«Que entre todos la mataron y ella sola se murió…». Dicho popular.
Su sentido, inequívoco, es que todos tenemos, de alguna forma, parte en lo que sucede o ha sucedido; que, aunque las consecuencias aparentemente recaigan sobre algo o alguien muy singular y concreto, la realidad es que los demás habremos contribuido con más o menos intensidad en el desenlace.
Con lo que estamos viendo, no es de extrañar que, tras el ataque a los derechos de los trabajadores, vía reforma de su estatuto, se intensifique con toda lógica el que se realiza desde hace tiempo contra los sindicatos.
Los sindicatos debieron ser el instrumento necesario que los trabajadores tenían para lograr que se mantuviesen los equilibrios sociales y garantizar así la consecución y fijación de los derechos adquiridos. Esa fue y debiera ser la función de los sindicatos; en suma: la defensa de los derechos de los trabajadores. Suponemos que por ello y para ello nacieron.

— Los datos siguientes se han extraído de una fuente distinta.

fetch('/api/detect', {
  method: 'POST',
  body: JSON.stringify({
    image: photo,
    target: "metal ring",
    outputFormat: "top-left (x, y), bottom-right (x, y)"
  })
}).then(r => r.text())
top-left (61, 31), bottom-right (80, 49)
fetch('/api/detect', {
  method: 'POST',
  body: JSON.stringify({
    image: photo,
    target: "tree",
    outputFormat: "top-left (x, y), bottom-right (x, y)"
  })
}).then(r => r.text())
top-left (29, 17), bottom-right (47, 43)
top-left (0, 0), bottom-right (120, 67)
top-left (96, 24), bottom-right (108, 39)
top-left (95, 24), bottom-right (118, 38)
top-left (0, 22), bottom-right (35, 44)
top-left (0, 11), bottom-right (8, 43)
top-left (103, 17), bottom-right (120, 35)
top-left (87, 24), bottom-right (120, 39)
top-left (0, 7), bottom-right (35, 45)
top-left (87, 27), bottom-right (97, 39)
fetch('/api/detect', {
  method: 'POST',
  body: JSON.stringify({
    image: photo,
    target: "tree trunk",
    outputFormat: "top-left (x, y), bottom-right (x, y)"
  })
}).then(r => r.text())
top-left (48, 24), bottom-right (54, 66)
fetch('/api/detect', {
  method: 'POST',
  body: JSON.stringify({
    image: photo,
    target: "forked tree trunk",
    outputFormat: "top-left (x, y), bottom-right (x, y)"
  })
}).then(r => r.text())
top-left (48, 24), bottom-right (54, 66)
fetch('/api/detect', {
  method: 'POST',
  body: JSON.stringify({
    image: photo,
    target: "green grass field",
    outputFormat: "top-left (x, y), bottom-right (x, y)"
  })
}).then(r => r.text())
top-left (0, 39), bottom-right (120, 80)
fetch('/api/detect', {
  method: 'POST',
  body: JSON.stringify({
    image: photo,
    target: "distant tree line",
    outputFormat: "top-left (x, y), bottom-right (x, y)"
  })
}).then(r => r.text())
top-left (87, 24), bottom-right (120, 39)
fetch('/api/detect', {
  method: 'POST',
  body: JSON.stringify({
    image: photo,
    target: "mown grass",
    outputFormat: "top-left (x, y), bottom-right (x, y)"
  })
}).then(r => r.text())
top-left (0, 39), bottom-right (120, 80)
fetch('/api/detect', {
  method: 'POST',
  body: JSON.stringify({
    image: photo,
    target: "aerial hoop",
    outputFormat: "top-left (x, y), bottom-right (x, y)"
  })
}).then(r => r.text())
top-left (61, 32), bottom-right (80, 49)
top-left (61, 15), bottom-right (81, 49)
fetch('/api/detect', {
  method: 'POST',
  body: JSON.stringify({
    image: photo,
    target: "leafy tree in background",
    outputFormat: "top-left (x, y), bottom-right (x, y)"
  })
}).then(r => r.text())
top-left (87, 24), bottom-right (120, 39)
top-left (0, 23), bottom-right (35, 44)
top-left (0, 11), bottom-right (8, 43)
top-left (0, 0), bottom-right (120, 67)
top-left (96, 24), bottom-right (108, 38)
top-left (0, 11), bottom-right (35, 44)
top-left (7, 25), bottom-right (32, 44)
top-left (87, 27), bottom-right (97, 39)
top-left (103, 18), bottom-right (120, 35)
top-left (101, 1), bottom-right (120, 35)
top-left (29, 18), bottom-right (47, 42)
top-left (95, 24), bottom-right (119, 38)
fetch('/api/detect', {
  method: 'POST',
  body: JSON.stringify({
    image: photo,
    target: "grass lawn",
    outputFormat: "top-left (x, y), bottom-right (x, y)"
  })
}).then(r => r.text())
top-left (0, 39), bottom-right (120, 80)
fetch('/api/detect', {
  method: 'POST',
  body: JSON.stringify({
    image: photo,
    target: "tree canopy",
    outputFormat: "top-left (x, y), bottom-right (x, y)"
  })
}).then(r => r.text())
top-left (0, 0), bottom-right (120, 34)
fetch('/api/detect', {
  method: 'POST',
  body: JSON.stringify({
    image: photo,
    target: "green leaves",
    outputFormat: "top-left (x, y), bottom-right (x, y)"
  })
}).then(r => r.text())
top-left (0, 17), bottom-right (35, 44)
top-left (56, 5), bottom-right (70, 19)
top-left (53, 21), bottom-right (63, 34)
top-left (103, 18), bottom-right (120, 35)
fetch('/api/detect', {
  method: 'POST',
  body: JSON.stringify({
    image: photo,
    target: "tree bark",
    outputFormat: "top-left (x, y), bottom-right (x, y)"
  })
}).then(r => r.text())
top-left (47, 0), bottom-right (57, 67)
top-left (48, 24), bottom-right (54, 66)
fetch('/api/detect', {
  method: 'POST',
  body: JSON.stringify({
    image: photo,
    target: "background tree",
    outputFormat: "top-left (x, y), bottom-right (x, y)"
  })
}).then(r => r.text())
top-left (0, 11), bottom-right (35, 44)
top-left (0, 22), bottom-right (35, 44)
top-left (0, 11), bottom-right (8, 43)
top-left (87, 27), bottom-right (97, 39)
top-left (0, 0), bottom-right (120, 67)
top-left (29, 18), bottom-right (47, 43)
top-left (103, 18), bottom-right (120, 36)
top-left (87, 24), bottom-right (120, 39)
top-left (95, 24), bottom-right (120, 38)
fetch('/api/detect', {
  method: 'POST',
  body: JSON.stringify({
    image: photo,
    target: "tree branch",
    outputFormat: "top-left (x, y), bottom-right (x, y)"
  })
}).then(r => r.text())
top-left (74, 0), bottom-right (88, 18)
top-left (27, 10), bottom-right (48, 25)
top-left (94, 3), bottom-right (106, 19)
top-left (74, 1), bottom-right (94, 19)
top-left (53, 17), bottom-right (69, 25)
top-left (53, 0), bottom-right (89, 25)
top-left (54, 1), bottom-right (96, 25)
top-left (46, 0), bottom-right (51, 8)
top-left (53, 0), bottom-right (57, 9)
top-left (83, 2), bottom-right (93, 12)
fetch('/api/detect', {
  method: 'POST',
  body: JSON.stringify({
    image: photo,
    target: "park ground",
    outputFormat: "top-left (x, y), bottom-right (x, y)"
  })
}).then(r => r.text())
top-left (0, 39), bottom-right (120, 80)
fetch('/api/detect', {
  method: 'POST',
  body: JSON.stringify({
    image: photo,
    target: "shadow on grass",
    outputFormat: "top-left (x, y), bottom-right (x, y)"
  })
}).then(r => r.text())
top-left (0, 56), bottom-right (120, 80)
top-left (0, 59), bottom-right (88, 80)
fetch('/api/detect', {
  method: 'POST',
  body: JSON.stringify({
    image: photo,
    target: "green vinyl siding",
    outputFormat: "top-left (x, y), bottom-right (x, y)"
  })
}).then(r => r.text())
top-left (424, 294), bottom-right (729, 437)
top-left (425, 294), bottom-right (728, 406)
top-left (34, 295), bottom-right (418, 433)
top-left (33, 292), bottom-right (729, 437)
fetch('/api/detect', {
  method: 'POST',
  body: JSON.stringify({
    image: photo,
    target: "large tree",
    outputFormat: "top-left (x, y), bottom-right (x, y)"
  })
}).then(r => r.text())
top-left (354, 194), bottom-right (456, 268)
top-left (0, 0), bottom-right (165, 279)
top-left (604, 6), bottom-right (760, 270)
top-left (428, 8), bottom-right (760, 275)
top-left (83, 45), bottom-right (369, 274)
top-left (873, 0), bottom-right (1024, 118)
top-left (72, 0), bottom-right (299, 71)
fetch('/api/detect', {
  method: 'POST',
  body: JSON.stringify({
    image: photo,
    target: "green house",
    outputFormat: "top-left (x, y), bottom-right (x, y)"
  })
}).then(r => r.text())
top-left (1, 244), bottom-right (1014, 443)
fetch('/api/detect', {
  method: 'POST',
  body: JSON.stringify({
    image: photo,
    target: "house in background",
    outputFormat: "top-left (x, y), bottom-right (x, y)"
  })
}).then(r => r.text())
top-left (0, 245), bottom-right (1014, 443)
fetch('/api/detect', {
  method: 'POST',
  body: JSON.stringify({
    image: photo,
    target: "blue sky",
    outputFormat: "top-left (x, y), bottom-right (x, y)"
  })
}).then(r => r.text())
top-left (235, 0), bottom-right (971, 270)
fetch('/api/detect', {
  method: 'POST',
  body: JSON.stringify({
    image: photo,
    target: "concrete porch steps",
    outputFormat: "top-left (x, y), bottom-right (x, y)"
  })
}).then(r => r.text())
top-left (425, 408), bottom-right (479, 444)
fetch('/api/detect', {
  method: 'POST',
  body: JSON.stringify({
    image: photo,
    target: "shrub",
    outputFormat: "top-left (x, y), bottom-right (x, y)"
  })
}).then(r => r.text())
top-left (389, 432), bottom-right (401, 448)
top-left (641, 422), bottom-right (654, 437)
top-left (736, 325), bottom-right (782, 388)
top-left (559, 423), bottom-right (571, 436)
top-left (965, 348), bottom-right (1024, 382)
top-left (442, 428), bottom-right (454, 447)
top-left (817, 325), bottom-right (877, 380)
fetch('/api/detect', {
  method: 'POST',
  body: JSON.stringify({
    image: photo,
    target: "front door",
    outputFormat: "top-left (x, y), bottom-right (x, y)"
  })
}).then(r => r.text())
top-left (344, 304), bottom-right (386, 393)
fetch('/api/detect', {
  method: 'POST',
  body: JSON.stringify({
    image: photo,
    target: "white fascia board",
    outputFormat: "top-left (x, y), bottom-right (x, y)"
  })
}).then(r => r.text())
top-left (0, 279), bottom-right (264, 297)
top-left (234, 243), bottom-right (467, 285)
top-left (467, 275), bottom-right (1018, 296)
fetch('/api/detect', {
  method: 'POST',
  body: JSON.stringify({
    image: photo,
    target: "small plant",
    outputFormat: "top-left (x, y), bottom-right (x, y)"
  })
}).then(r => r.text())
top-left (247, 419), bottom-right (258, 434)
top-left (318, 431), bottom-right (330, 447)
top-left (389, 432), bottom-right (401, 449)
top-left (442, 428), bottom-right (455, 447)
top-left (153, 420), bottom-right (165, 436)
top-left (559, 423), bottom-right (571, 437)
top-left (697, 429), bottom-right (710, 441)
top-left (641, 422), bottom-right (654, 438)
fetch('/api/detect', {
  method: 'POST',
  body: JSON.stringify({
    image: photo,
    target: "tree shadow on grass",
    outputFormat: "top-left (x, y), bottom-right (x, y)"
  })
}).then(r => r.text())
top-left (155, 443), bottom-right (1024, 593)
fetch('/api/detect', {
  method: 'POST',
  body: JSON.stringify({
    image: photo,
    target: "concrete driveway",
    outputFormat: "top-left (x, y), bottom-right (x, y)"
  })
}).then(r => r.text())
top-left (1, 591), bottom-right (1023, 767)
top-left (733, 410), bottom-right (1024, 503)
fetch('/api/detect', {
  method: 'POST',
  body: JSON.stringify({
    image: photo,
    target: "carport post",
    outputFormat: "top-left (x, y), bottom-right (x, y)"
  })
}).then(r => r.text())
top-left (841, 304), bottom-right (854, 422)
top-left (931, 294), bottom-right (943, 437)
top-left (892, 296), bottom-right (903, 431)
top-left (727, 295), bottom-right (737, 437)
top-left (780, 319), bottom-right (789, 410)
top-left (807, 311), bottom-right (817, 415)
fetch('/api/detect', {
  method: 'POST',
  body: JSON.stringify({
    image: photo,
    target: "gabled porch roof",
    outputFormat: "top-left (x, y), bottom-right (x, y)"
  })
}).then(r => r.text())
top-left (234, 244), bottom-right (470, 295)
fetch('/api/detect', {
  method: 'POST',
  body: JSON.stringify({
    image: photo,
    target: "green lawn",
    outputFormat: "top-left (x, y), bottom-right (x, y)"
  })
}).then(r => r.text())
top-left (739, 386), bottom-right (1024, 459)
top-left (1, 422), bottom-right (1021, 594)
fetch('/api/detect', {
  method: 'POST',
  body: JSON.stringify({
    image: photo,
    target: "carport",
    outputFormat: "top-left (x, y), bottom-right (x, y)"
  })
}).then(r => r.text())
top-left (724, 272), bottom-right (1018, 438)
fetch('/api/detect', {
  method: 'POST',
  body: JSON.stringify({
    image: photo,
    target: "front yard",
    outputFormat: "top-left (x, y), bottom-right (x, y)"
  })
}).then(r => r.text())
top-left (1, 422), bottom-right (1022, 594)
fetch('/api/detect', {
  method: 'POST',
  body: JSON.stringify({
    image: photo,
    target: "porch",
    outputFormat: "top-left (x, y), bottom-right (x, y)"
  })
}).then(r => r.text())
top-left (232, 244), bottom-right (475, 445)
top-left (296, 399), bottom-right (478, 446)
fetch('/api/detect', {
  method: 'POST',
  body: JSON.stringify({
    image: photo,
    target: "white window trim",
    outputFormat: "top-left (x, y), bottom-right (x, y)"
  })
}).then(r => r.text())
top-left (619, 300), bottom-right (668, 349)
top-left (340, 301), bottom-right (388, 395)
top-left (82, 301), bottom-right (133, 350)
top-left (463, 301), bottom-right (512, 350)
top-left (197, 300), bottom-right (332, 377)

De los trabajadores, como clase y colectivo; y de todos y cada uno de ellos, como individuos asalariados dependientes de un patrón. Esta función irrenunciable y sustancial empezó a ser desvirtuada y enmascarada, en cuanto la lucha primigenia, básica y fundacional, heroica: la de los enfrentamientos a sangre y fuego (mucha sangre derramada) pasó a ser más burocrática, de despachos y de connivencias con los poderes (políticos y fácticos). Esta burocratización supuso el crecimiento desmesurado de las estructuras directivas y administrativas. Y la diversificación de funciones (cooperativas inmobiliarias, gestión de tiempo libre, cursos, intermediación…) que ocuparon cada vez más personal y más medios; y, desde luego, necesitaban más dinero.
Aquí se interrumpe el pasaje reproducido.